Ethan Hawke (with long hair tied back) plays JJ, a stoic US mercenary assigned to prevent something from happening in the vicinity of the Vatican. His mission will lead him into the company of various unscrupulous characters, a rogue's gallery of terrorists, spies, and drug dealers, for a series of cryptic conversations – and also his own brother, Justin, a madman prone to messianic rants who has been taken hostage, and whom JJ believes to be a “revolutionary.” Justin is also played by Hawke, only with his hair down to help us differentiate.

This is a guerrilla-style pandemic film that seems to address the anxious state of the world through murky footage and a disorienting plot that constantly eludes any attempt to work out what it all means. The result is in many ways impenetrable, but I suspect some will fall under its strange, hypnotic spell, scenes held together by the casting of a game-for-it Hawke, who seems to have a soft spot for morally dubious war thrillers (see Good Kill).

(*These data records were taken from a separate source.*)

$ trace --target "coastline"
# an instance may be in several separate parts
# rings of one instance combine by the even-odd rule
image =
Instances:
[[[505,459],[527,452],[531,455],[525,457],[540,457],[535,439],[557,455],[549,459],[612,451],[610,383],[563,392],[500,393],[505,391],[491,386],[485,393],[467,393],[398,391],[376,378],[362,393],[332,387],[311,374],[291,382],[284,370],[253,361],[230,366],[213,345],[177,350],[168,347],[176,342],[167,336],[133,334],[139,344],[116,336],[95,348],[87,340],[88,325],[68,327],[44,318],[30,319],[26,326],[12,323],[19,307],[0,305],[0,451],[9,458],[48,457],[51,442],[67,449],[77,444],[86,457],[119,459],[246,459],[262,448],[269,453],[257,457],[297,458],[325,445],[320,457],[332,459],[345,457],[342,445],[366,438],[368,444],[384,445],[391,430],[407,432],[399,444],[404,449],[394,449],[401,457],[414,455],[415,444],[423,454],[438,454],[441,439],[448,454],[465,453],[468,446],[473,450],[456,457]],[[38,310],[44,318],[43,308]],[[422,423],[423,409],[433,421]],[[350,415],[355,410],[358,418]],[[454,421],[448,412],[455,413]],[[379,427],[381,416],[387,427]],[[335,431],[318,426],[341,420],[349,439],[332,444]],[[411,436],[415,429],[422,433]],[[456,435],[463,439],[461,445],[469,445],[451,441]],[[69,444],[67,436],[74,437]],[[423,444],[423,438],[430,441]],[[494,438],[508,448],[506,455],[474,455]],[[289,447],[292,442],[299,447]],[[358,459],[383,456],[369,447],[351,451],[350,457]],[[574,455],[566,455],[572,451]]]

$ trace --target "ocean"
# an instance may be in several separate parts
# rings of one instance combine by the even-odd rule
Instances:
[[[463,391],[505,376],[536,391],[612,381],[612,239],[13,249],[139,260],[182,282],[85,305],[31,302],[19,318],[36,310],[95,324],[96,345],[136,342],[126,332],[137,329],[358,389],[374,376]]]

Ferrara shot the film quickly under lockdown conditions, and it reeks of pandemic cinema in the usual ways: empty street locations, crude camerawork, a general sense that the script didn’t take that long to write. People can be seen wearing marks, temperatures are taken with laser guns – what it has to say about the pandemic is anyone's guess, though there is knowing humour in watching Hawke repeatedly adopt to the protocol of using hand sanitiser despite the nature of his work.

Perhaps the most baffling aspect is the inclusion of an intro and outro, which has Hawke – as himself or playing himself, it isn’t clear – addressing the camera and talking about why he decided to make the film and what he thinks now, having made it. I can’t think of a reason to include these moments, except at some studio behest to make sense of something nonsensical. But Ferrara doesn't seem like the type to take notes. These scenes serve a purpose – though maybe only in the director's mind.

Ferrara's late-career experiments are not entirely uninteresting, but they’re not exactly compelling, either. Still, I can’t deny that something of this film’s edgy mood stuck with me, a lingering sense that hidden among the rubble there is a real point being made. Answers on a postcard.

Zeros and Ones is now available on digital platforms.